The problem, he argues, is that the city’s priorities are screwed up. It is a problem that is by no means unique to the District. But DC still finds a way to stand out:
What made my reacquaintance with rodents much more difficult to accept was that it came during the very month that the city was congratulating itself for a gleaming new expenditure of local taxpayers’ money—a $611 million stadium to house the Washington Nationals baseball team. Actually, that figure is much too low: Eminent domain settlements with in-the-way property owners added $43 million to the cost, and a handful of outstanding cases could tack on $24 million more. There were also $32 million in municipal infrastructure improvements. So how much is $710 million in the scheme of D.C.? More than 12 percent of the city’s annual local budget. (It receives an additional $4 billion or so from the federal government.) It’s almost as much as the $773 million that Mayor Adrian Fenty is proposing this year to spend on the District’s notoriously awful public schools. Less than 10 days before Nationals Stadium first flung open its doors, Fenty announced various remedies for a $96 million budget shortfall: postponing a tax cut on commercial property, doubling the cost of a business license, increasing ambulance fees, charging an extra 23 cents for every phone line that can call 911.

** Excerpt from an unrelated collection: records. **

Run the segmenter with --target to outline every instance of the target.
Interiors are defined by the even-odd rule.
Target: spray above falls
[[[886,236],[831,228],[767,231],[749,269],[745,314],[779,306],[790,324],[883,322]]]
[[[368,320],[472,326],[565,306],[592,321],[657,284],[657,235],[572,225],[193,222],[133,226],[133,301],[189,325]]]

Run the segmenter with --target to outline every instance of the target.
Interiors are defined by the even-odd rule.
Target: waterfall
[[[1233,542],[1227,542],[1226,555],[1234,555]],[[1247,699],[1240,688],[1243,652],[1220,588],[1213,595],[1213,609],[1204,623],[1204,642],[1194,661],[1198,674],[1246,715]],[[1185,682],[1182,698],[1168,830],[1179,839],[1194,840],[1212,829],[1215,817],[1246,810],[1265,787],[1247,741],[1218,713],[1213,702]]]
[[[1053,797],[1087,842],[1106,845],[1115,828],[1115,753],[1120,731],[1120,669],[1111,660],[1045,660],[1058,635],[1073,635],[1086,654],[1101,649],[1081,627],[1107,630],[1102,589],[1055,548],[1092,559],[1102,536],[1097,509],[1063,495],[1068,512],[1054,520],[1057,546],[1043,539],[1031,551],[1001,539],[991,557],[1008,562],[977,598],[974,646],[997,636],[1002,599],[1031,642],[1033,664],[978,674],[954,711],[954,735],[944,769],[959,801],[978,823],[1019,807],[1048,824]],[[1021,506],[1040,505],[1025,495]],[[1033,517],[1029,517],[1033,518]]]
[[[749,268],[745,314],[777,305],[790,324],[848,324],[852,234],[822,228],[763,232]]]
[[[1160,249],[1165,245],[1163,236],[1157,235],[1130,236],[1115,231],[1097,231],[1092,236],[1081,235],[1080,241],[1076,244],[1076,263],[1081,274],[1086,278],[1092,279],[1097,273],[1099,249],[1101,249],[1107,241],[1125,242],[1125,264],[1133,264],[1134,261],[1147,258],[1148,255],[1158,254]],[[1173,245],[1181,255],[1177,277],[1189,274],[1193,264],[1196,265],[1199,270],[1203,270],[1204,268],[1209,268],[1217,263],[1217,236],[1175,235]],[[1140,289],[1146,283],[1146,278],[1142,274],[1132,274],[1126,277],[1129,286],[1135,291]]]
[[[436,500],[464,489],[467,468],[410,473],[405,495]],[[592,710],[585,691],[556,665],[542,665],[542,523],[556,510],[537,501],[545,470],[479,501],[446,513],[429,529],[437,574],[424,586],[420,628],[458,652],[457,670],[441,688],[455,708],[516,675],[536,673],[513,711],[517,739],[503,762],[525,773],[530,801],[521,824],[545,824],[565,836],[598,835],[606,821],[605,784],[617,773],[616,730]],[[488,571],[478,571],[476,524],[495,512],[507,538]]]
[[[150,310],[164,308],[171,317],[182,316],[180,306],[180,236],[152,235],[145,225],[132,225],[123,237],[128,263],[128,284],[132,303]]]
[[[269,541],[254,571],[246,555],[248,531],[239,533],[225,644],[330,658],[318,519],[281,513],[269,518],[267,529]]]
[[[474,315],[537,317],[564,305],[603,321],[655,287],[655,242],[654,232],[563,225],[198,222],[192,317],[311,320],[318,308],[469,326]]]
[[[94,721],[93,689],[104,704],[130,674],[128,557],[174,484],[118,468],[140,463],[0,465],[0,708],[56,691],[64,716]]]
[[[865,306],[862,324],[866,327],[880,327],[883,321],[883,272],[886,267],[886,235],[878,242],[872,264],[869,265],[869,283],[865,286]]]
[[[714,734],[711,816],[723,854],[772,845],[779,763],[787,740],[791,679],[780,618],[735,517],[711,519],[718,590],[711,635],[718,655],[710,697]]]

All true, sadly enough. On the other hand, I went there Monday to watch the Nationals-Brewers game. It was my first trip ever to the new stadium and I gotta say, that place is sweet.
Matt, I suggest that you do what I do and what a majority of the people who work in DC do: move to the suburbs of Virginia or Maryland and commute in. It’s a small city so it is easy to do. Isn’t that the Libertarian thing away? To vote with your feet, I mean?